STREAM TOKENIZING (AND MORE FILE HANDLING)

CONTENTS

1.Introduction
2.Stream tokenizing and file handling
3.Further Stream tokenizing


1. INTRODUCTION

We have seen that when reading an input string supplied by a user we like to be able to analyse it token by token as demonstrated previously. To isolate such tokens we used the StringTokenizer class which is found in the package util. We can also use the string tokenizer to process input from a file line by line as also demonstrated demonstrated previously. However, there are a number of problems with this appraoch:

  1. We would like to be able to detect the end of the file (EOF) without having to know in advance either:
  2. It would also ne nice to be able to process a file token by token, rather than a line at a time, should this be desirable.

To address the above we can make use of the StreamTokenizer class.



2. STREAM TOKENIZING

A stream tokenizer takes an input stream and parses it into tokens, allowing the tokens to be read one at a time. A partial class diagram for the StreamTokenizer class is given in Figure 1. Some sample code that makes use of the stream tokenizer is given in Table 1.
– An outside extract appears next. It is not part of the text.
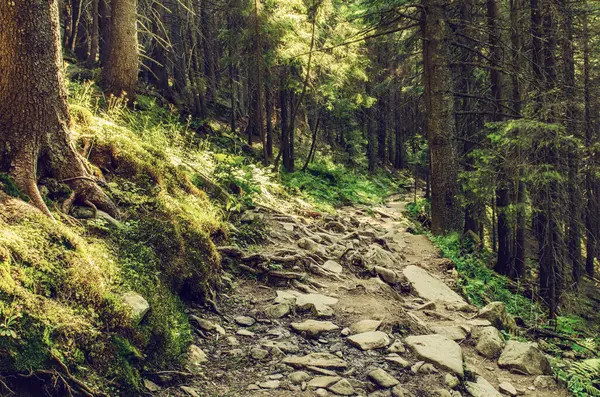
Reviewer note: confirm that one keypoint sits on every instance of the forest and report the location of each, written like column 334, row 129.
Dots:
column 299, row 197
CLASS DIAGRAM SHOWING SOME OF THE STREAM TOKENIZER FIELDS AND METHODS

Figure 1: Class diagram showing some of the StreamTokenizer fields and methods

// Stream TOKENIZER EXAMPLE
// Frans Coenen, Saturday 22 January 1999
// Department of Computer Science, The University of Liverpool, UK

import java.io.*; 
import java.util.*;

class TokenizerExample4
    {
    
    /* Main method  */

    public static void main(String[] args) throws IOException
        {
	FileReader file = new FileReader("HelloWorld2.java");
	StreamTokenizer inputStream = new StreamTokenizer(file);
	int tokenType = 0;
	int numberOfTokens = -1;
	
	// Process the file and output the number of tokens in the file
	
	do {
	    tokenType = inputStream.nextToken();
	    numberOfTokens++;
	    } while (tokenType != StreamTokenizer.TT_EOF);
	    
	// Output result and close file
	    
	System.out.println("Number of tokens = " + numberOfTokens);
	}
   }     

Table 1: Stream tokenizing example 1

The code contains a constructor which requires an argument of the type FileReader. Having created an instance of the class streamTokenizer we can use the nextToken method to read tokens from the input stream. Note also that we do not need to know how big the file is in advance in this case, we simply test the current token's type agaist the class integer constant TT_EOF (this has a value of -1). There a four possible predefined types of token: TT_EOF, TT_EOL, TT_Number and Word.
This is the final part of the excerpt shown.